The index was off all day after falls in Asian stocks overnight. But the sell-off accelerated towards the close as Wall Street began to slide after dismal new house build figures in the US. That left the FTSE 100 at 5,859.9.
Miners and financials bore the brunt, triggered by fears over a looming credit crunch and plunging metals prices, as hedge funds with aggressive bets on rising commodity prices began to unwind them.
Antofagasta, the Chilean copper miner, lost nearly 11 per cent, or 75p, to 608p, while the platinum miner Lonmin was off 290p at £27.92. It has now lost a third of its market value in just over a month. Anglo American dived 255p to £24.70, Kazkhmys fell 99p to £10.71 and Vedanta Resources lost 137p to £14.98.

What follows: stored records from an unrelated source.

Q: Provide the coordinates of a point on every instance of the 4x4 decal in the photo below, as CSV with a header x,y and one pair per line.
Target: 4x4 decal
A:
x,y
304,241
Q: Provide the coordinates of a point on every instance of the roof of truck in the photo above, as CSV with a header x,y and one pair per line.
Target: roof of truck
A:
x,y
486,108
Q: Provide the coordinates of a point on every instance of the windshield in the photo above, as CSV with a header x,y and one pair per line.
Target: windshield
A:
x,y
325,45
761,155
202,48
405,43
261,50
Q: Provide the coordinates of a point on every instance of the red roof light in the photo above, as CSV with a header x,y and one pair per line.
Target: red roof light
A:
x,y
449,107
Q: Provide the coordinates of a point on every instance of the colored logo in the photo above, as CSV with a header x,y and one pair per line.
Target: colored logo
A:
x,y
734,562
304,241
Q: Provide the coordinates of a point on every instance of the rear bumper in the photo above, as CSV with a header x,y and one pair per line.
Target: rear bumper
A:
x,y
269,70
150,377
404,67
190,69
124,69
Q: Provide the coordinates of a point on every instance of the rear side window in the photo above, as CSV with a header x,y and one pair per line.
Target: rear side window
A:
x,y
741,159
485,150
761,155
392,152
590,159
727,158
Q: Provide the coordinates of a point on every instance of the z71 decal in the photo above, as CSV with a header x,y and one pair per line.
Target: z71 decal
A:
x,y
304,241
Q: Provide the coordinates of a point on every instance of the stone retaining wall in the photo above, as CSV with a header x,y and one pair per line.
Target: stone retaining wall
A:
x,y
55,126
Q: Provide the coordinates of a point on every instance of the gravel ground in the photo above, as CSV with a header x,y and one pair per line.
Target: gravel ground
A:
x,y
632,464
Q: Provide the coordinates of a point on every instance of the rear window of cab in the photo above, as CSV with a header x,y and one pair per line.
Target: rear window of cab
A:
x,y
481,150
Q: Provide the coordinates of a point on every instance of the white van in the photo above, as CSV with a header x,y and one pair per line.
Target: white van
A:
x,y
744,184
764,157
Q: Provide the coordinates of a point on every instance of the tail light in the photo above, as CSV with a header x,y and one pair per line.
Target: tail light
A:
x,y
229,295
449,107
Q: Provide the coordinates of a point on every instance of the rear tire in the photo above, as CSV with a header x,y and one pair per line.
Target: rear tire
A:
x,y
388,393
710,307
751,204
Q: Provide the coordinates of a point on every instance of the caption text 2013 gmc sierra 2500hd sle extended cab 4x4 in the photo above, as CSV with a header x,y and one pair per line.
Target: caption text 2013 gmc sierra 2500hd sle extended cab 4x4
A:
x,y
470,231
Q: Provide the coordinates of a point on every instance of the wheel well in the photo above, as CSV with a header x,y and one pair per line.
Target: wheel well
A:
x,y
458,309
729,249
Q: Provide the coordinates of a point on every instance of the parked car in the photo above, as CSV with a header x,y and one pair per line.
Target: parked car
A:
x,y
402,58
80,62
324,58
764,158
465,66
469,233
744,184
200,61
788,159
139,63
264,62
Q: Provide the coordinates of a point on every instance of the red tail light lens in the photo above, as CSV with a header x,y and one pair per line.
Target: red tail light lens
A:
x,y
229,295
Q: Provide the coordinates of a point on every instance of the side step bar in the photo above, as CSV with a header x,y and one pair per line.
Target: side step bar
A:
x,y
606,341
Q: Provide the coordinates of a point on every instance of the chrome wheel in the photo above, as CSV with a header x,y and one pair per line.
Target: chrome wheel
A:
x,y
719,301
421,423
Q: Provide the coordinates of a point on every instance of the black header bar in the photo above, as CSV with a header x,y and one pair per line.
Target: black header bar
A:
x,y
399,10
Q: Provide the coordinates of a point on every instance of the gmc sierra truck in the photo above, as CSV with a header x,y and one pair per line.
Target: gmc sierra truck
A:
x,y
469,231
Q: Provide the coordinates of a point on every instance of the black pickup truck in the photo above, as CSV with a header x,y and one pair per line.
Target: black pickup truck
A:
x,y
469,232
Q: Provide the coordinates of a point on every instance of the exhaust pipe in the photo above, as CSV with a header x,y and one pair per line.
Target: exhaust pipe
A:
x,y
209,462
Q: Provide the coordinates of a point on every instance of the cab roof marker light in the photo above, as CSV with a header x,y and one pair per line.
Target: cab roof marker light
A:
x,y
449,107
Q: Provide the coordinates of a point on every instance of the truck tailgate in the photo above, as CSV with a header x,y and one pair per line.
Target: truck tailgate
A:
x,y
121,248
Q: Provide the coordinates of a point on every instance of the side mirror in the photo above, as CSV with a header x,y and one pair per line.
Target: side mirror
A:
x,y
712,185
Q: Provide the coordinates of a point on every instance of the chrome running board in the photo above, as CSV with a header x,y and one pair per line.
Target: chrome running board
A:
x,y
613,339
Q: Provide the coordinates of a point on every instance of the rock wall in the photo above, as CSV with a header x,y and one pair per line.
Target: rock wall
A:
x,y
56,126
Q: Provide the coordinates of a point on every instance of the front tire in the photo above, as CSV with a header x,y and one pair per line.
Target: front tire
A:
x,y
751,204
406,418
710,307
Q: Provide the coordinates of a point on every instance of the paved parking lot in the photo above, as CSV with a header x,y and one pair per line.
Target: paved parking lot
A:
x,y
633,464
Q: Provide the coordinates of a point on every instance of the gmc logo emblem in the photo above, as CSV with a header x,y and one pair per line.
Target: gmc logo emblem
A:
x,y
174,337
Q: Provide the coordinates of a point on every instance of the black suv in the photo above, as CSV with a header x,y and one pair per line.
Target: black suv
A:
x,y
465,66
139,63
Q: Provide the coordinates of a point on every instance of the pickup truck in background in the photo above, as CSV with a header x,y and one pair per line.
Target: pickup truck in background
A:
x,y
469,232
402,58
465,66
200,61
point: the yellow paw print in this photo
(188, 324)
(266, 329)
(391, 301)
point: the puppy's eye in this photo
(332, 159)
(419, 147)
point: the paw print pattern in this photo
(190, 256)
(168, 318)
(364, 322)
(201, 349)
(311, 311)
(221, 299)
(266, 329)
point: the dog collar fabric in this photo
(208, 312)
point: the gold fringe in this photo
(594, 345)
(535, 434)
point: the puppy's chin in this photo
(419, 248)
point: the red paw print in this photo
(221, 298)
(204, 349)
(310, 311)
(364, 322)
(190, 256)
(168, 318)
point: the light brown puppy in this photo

Standard Chartered was off 118p at £14.44 and the buyout group 3i dived 74p to 979p.
One senior trader said: “This is an über-unwind – hedge funds are getting out of all the aggressive long bets they placed on currencies and commodities. The next to go will be the oil price, which was recently at an all-time high. It’s a myth that London is a safe haven. It’s heavily exposed to oil, mining and bank stocks.”
Some banks have now fallen so low that they are trading at near to their underlying asset value. Northern Rock, down 28½p to 659p as Shore Capital added its weight to a raft of broker sell notes, is only 1.1 times its assets and there are said to be big buyers waiting in the wings until after the bank reporting season.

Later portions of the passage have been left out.